Domenica prossima, 12 Maggio, la Chiesa celebra la Giornata Mondiale delle Comunicazioni Sociali, giunta alla sua 58esima edizione. Il tema scelto da Papa Francesco quest’anno è: “Intelligenza artificiale e sapienza del cuore: per una comunicazione pienamente umana”.
Il messaggio del Papa va dritto dritto al problema di fondo: il danno all’umanità quando i mezzi d’informazione sono esclusivamente usati per tutelare gli interessi di chi li possiede. In pochissimi anni l’intero mondo delle comunicazioni sociali s’è trasformato grazie anche ad una sempre più sofisticata tecnologia il cui uso è stato messo a disposizione di miliardi di persone.
In particolare nel campo dell’informazione si sono affermati – con tutta la loro prorompente efficacia – i social media, il cui uso, fatto da politici, istituzioni e organizzazioni di vario genere mira spesso a veicolare messaggi non necessariamente rispettosi della verità, ma esclusivamente utili a tutelare i propri interessi.
Questo modo di usare i social media, riassunto nell’espressione “camera dell’eco” (echo-chamber), oltre che incontrollabile perché amplificato dalla condivisione tra amici e conoscenti, può risultare drammaticamente dannoso potendo veicolare notizie verosimili (fake news), ma offerte in rete al pubblico come verità. L’avvento dell’intelligenza artificiale, se usata in modo improprio, rende ancora più vulnerabile il mondo dell’informazione.
Non a caso, nel suo messaggio per la 58a Giornata Mondiale delle Comunicazioni Sociali, Papa Francesco si pone una serie di domande. Per esempio «come tutelare la professionalità e la dignità dei lavoratori nel campo della comunicazione e della informazione, insieme a quella degli utenti in tutto il mondo? Come garantire l’interoperabilità delle piattaforme? Come far sì che le aziende che sviluppano piattaforme digitali si assumano le proprie responsabilità rispetto a ciò che diffondono e da cui traggono profitto, analogamente a quanto avviene per gli editori dei media tradizionali?».
Ancora più analiticamente Papa Francesco si chiede «come rendere più trasparenti i criteri alla base degli algoritmi di indicizzazione e de-indicizzazione e dei motori di ricerca, capaci di esaltare o cancellare persone e opinioni, storie e culture? Come garantire la trasparenza dei processi informativi?
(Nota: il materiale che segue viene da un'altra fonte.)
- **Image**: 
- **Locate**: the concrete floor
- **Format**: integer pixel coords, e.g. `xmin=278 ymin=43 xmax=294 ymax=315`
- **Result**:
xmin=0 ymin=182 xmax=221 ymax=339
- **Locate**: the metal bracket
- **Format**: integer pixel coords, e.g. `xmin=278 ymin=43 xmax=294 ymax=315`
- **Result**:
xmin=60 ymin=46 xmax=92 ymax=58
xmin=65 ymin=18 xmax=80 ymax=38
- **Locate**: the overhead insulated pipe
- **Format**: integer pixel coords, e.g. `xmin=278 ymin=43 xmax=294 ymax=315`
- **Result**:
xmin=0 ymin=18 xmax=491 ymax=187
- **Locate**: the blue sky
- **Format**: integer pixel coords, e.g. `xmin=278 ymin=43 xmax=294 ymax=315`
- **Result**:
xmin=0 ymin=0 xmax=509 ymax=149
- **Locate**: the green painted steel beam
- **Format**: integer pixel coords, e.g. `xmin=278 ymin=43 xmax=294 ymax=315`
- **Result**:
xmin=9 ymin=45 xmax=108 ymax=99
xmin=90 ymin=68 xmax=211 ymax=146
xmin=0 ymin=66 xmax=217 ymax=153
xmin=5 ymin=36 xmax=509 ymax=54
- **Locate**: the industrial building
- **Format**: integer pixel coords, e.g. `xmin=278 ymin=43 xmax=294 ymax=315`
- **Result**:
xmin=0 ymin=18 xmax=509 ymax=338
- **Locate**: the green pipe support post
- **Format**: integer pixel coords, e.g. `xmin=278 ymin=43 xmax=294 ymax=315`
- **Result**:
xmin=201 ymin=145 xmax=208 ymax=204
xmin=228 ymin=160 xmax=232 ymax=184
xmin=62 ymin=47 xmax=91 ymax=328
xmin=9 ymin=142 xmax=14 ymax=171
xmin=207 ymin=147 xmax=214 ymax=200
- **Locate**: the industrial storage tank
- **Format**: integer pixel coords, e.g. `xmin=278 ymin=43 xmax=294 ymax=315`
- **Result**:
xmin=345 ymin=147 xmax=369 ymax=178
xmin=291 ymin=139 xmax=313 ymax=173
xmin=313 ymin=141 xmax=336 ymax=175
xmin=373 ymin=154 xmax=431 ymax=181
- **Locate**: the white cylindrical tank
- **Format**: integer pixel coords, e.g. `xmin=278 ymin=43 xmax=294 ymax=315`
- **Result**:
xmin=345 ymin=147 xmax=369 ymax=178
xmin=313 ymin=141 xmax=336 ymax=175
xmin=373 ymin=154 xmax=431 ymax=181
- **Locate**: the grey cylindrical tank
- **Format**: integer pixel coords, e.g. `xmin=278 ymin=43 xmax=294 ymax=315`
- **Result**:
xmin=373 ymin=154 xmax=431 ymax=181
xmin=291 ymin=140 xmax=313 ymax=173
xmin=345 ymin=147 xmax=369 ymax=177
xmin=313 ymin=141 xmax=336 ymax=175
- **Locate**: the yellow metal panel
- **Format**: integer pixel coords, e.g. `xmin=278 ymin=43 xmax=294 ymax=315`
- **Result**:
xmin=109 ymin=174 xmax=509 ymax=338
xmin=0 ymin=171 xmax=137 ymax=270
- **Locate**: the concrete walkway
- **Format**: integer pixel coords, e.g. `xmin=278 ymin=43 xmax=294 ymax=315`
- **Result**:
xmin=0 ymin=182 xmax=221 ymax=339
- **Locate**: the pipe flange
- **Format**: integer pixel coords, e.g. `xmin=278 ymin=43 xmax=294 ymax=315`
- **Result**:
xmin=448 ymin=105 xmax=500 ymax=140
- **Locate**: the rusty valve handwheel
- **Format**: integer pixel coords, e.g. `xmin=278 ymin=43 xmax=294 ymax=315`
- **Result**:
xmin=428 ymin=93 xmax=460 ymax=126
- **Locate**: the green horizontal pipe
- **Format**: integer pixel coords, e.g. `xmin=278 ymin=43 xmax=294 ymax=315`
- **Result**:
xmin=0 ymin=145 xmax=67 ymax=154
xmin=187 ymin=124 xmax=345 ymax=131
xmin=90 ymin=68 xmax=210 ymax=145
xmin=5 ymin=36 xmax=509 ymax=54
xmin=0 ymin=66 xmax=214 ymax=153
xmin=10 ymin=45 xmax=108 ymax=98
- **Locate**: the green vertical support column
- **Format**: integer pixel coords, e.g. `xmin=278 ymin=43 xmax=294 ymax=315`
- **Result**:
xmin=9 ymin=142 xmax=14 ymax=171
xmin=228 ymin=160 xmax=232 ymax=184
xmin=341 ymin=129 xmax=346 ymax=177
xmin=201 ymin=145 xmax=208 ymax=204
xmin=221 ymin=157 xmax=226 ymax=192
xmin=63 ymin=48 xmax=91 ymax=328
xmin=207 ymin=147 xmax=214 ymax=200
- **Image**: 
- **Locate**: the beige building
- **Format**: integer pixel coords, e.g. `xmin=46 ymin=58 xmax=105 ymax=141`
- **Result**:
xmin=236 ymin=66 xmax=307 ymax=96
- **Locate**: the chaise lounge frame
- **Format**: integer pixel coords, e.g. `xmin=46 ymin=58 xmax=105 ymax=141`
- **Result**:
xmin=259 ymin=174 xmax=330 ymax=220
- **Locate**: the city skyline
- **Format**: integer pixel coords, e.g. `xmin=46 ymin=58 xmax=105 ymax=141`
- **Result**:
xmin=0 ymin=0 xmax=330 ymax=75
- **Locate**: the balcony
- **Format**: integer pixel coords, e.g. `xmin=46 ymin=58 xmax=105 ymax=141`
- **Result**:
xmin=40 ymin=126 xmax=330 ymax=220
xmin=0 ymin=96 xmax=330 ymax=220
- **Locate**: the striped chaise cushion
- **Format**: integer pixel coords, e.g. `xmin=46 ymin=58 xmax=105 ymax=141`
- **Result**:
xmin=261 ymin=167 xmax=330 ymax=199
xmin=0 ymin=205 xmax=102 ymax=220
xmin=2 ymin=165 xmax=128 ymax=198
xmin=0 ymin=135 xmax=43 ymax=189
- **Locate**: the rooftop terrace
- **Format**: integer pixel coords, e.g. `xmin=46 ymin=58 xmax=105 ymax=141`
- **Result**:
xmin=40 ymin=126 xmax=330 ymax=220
Come rendere evidente la paternità degli scritti e tracciabili le fonti, impedendo il paravento dell’anonimato? Come rendere manifesto se un’immagine o un video ritraggono un evento o lo simulano?
Come evitare che le fonti si riducano a una sola, a un pensiero unico elaborato algoritmicamente? E come invece promuovere un ambiente adatto a preservare il pluralismo e a rappresentare la complessità della realtà? Come possiamo rendere sostenibile questo strumento potente, costoso ed estremamente energivoro? Come possiamo renderlo accessibile anche ai Paesi in via di sviluppo?».
Una serie di quesiti, questi, che dimostrano quanto avvertita sia la visione del Pontefice sui pericoli a cui è esposto il mondo delle comunicazioni sociali.
«Non possiamo pretendere questa sapienza dalle macchine», sottolinea, infatti, Papa Francesco. «Benché il termine intelligenza artificiale abbia ormai soppiantato quello più corretto, utilizzato nella letteratura scientifica, machine learning, l’utilizzo stesso della parola “intelligenza” è fuorviante. Le macchine possiedono certamente una capacità smisuratamente maggiore rispetto all’uomo di memorizzare i dati e di correlarli tra loro, ma spetta all’uomo e solo a lui decodificarne il senso.
Non si tratta quindi di esigere dalle macchine che sembrino umane. Si tratta piuttosto di svegliare l’uomo dall’ipnosi in cui cade per il suo delirio di onnipotenza, credendosi soggetto totalmente autonomo e autoreferenziale, separato da ogni legame sociale e dimentico della sua creaturalità».
Parole semplici, ma pesanti come il piombo, su cui riflettere a lungo.